The statement is resumed today on his Twitter profile also by Brian Eno, co-producer along with Tony Visconti of the so-called Berlin Trilogy by Bowie. It is Eno who, in 1977, following the need expressed by Visconti to find something special to complete Heroes, knowing Fripp well and his way of playing having already recorded a couple of albums with him, he calls him on the phone and says to him point blank: "You feel like coming here and playing some dirty rock'n'roll ?. " Fripp now lives in New York, he is re-emerging from the three-year retreat from the world of music and has not touched the guitar since 1974, but he accepts anyway, and sees that he is delivering a first-class flight ticket to Berlin in no time. At the Hansa Studios, which has just arrived and without even recovering from the jet lag, he puts the jack of the Les Paul into the mixer and improvises his splendid and liquid electric guitar line with the unmistakable deep and sustained sound. Unsatisfied, it affects three versions. Eventually Tony Visconti in the final mixing stage overlaps them all,
Now the point of dispute is precisely the recognition as a "featured performer" - more or less the protagonist in a film - a role that from the point of view of royalty is fundamental and very different from the simple participation as a session musician (PPL plays more in the USA or not the function of our SIAE, with all the necessary differences). The story was explained in detail by David Singleton, manager of King Crimson and partner of Robert Fripp in DGM, shortly before a concert by the band currently touring the United States. The PPL, therefore, informed the DGM that Fripp will no longer be paid royalties as a "featured performer" for Heroes since the production did not credit him, in 1977, as such. The PPL, supported by lawyers for the David Bowie Estate, cites a law on the subject that came into effect in 1990, claiming that it can be applied retroactively even if Heroes was published in the 1970s. It is not taken into consideration that Tony Visconti and others involved in the production of Heroes have always acknowledged that Fripp was a co-author of the song, nor are the numerous interviews by Bowie who affirm Fripp's decisive role, taking refuge behind the fact that the magical formula "featured performer" is not used in the album liner notes.

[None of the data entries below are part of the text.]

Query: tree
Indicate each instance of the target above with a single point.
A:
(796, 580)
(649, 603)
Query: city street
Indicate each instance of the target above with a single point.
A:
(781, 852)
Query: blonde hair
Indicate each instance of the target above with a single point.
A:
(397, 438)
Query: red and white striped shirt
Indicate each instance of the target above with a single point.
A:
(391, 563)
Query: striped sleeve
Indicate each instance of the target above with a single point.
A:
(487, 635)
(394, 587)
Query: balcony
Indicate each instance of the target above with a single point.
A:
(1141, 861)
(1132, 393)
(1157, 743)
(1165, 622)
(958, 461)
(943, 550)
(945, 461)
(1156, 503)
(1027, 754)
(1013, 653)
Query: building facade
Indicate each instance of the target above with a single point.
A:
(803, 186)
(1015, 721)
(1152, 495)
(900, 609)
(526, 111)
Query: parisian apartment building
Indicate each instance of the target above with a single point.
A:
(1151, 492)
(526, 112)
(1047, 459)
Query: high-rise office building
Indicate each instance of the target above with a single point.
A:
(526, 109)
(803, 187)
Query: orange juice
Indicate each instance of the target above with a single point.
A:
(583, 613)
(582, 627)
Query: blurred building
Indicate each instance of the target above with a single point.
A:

If from a strictly artistic point of view the question of Friulian ownership may seem truly laughable, so much so, it does not seem to be the case both for those who hold the rights to the works of Bowie today, and for PPL. It therefore seems quite clear that, given the success of the two Bowie albums, those who now take care of the legacy of the White Duke have all the advantages of wanting to degrade the role of Fripp to that of a mere session man, or session musician.